These are my top two choices for Chemical Engineering so assuming I get into both with around an equal cost which should I choose?
I know that UW is ranked #6 for ChemE but Schreyers seems to offer a great opportunity. Any input is appreciated, thanks!
I go to Penn State with that exact experience (senior in Schreyer majoring in ChemE) so let me know if you have any specific questions. I am not familiar with the other program so can’t speak to any comparisons.
For the same cost, I would pick Wisconsin. Madison is one of the great college towns.

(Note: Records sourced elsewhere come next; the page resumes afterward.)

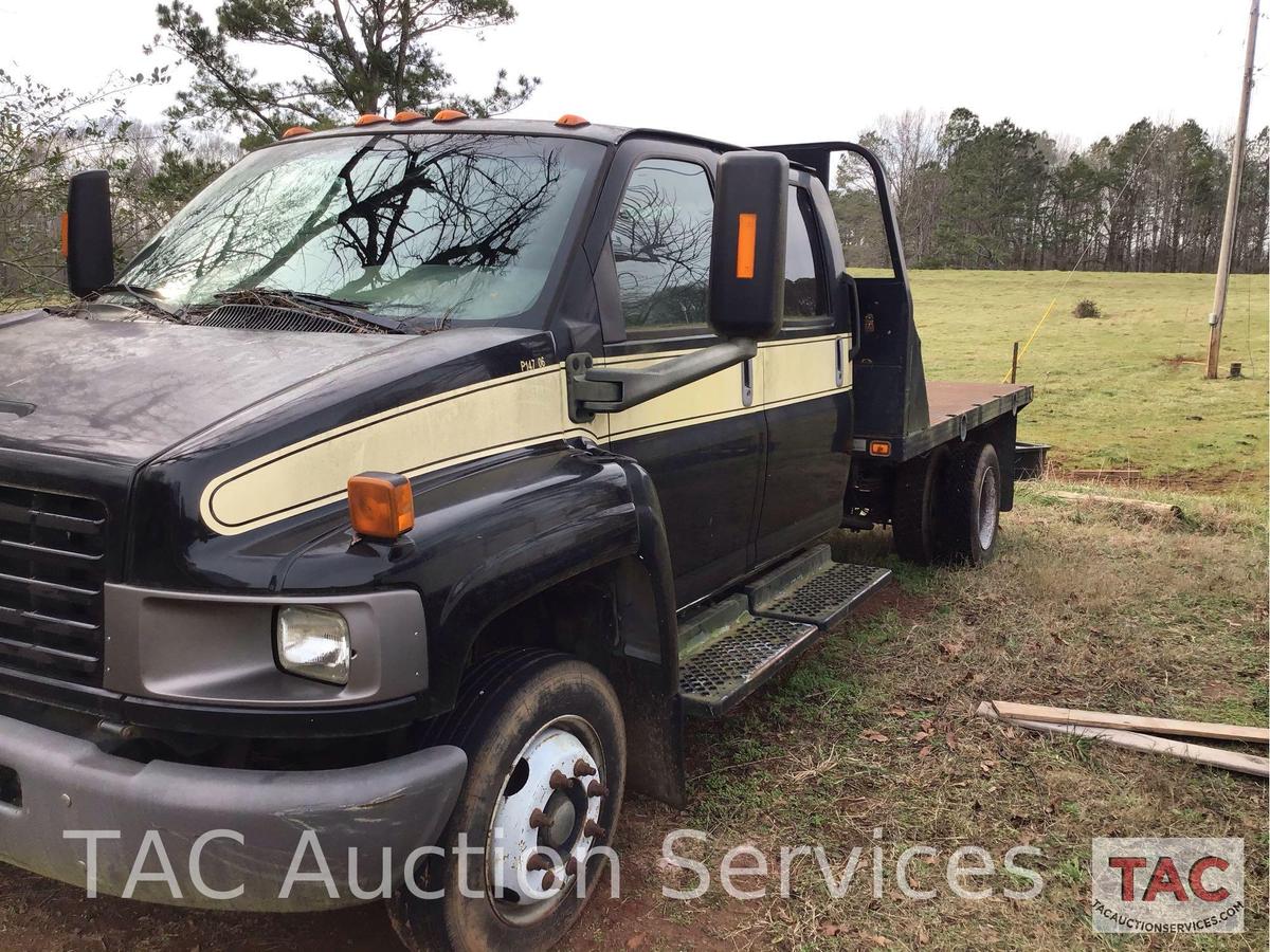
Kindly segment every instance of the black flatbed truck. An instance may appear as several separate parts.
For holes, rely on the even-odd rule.
[[[836,150],[889,277],[845,267]],[[0,859],[46,876],[109,829],[118,895],[157,830],[180,889],[136,897],[359,901],[281,897],[309,833],[363,895],[390,850],[413,947],[554,942],[624,791],[683,801],[683,716],[885,583],[827,532],[979,564],[1011,508],[1031,388],[927,383],[852,143],[362,117],[118,278],[104,174],[67,216],[81,302],[0,316]]]

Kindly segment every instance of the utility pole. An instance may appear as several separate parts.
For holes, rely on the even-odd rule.
[[[1231,249],[1234,245],[1234,213],[1240,206],[1240,178],[1243,174],[1243,140],[1248,132],[1248,99],[1252,95],[1252,57],[1257,48],[1257,19],[1261,0],[1252,0],[1248,14],[1248,39],[1243,50],[1243,89],[1240,93],[1240,121],[1234,127],[1234,152],[1231,155],[1231,184],[1226,193],[1226,221],[1222,223],[1222,254],[1217,263],[1213,312],[1208,316],[1208,368],[1204,376],[1217,380],[1217,360],[1222,352],[1222,319],[1226,316],[1226,286],[1231,279]]]

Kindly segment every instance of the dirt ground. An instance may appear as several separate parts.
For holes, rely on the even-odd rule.
[[[1041,737],[974,716],[982,699],[1043,702],[1241,724],[1266,722],[1264,515],[1177,498],[1185,518],[1046,501],[1030,487],[1003,517],[1003,548],[984,571],[916,570],[880,533],[834,539],[839,559],[885,564],[895,581],[781,683],[720,722],[690,724],[690,803],[673,811],[627,800],[617,848],[622,896],[606,890],[570,937],[574,949],[947,948],[1066,949],[1110,943],[1090,925],[1091,840],[1099,835],[1242,836],[1248,915],[1222,948],[1266,948],[1266,784],[1087,741]],[[1264,751],[1261,751],[1264,753]],[[662,840],[695,828],[709,842],[681,854],[714,872],[692,901],[663,886]],[[875,835],[875,831],[879,831]],[[729,848],[773,861],[781,844],[823,844],[841,873],[852,847],[895,856],[930,844],[907,900],[869,869],[842,899],[815,862],[742,882],[768,896],[737,900],[718,883]],[[940,887],[949,853],[1013,845],[1043,877],[1031,901],[964,900]],[[743,862],[740,864],[744,864]],[[916,881],[916,882],[913,882]],[[185,913],[81,892],[0,867],[0,949],[392,948],[377,906],[311,916]],[[1116,946],[1121,943],[1115,943]],[[1140,944],[1135,941],[1135,944]],[[1213,947],[1170,938],[1153,948]]]

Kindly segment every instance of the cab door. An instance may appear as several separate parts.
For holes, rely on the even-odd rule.
[[[596,288],[607,366],[653,364],[718,343],[706,286],[714,217],[706,150],[624,143],[601,212]],[[753,534],[767,447],[753,362],[612,414],[608,446],[653,476],[679,607],[754,565]]]
[[[832,255],[813,190],[819,183],[805,173],[795,178],[785,237],[785,324],[780,336],[759,347],[767,458],[758,562],[838,528],[851,467],[851,338],[846,315],[834,314]]]

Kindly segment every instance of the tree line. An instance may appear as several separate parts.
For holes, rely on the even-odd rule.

bodangles, Do you feel that the Schreyer experience was a definite advantage over just simply regular Penn State. I am not putting down Penn State at all (I think it’s a great school) but having small class sizes and a more personal education while having the awesome atmosphere of a big school sounds great. I am curious if that is truly the case. Also, how was the ChemE education? Do you feel you had enough opportunities for research/co-op/real experience?
Thanks for your help!
I enjoy Schreyer and have had a real opportunity to take interesting classes I never expected to take (the yearlong honors English sequence, criminology, geography, energy) as well as honors math (Calc 1, Calc 2, DiffEq). But your major classes are not going to be offered in a regular version and an honors version, so the main CHE classes are going to be 100-200 students still. You can “honors option” these classes so you can dive more deeply into the engineering material, but it’s not quite the same thing as having an official CHE 340H or whatever.
For me that’s not a problem because I get to pursue other random interests and CHE is hard enough without taking those classes as honors, but that’s kind of a personal preference thing.
I have been participating in research for 1.5 years now (started junior fall), and it was pretty easy to get involved with; I just asked a professor whose class I had taken if he had space available for undergrads in his lab. Two other students started about the same time as me, one being a sophomore and one a junior. So you may have to ask more than one professor if you get unlucky the first time you ask, but they want to work with you and the opportunities are there.
I also had one internship, which I found out about because the department emailed out a request from the company for resume submissions. The PSU career fairs are quite big.
Awesome, sounds great, thanks for the detailed response.
Belated correction: the two that joined research with me were a sophomore and a senior.
Good luck with your decision!
For what it is worth, Wisconsin chemical engineering requires a 3.5 technical and 3.0 overall college GPA to stay in the major, while Penn State chemical engineering requires a 3.2 college GPA to declare the major. I.e. at both schools, there is significant “weeding out” of students who are otherwise capable of handling the work.
https://www.engr.wisc.edu/academics/student-services/academic-advising/first-year-undergraduate-students/progression-requirements/
https://advising.psu.edu/entrance-major-requirements-college-engineering
Thanks, that is definitely good to know. I have always been good at chemistry/physics/math in high school so hopefully I can maintain the grades.
@bengals44 They are both good programs, but there is a real risk of going to Wisconsin and then not getting admitted to Chem e. It happens to quite a few students. Then your options would be to choose an engineering major that is easier to get admitted to or transfer.
For that reason alone, I would choose Penn State.
Thank you, that’s a great point. I am definitely going to consider that risk.
Remember that most students find that earning a 3.5 or 3.2 college GPA is significantly more difficult than earning a 3.5 or 3.2 high school GPA.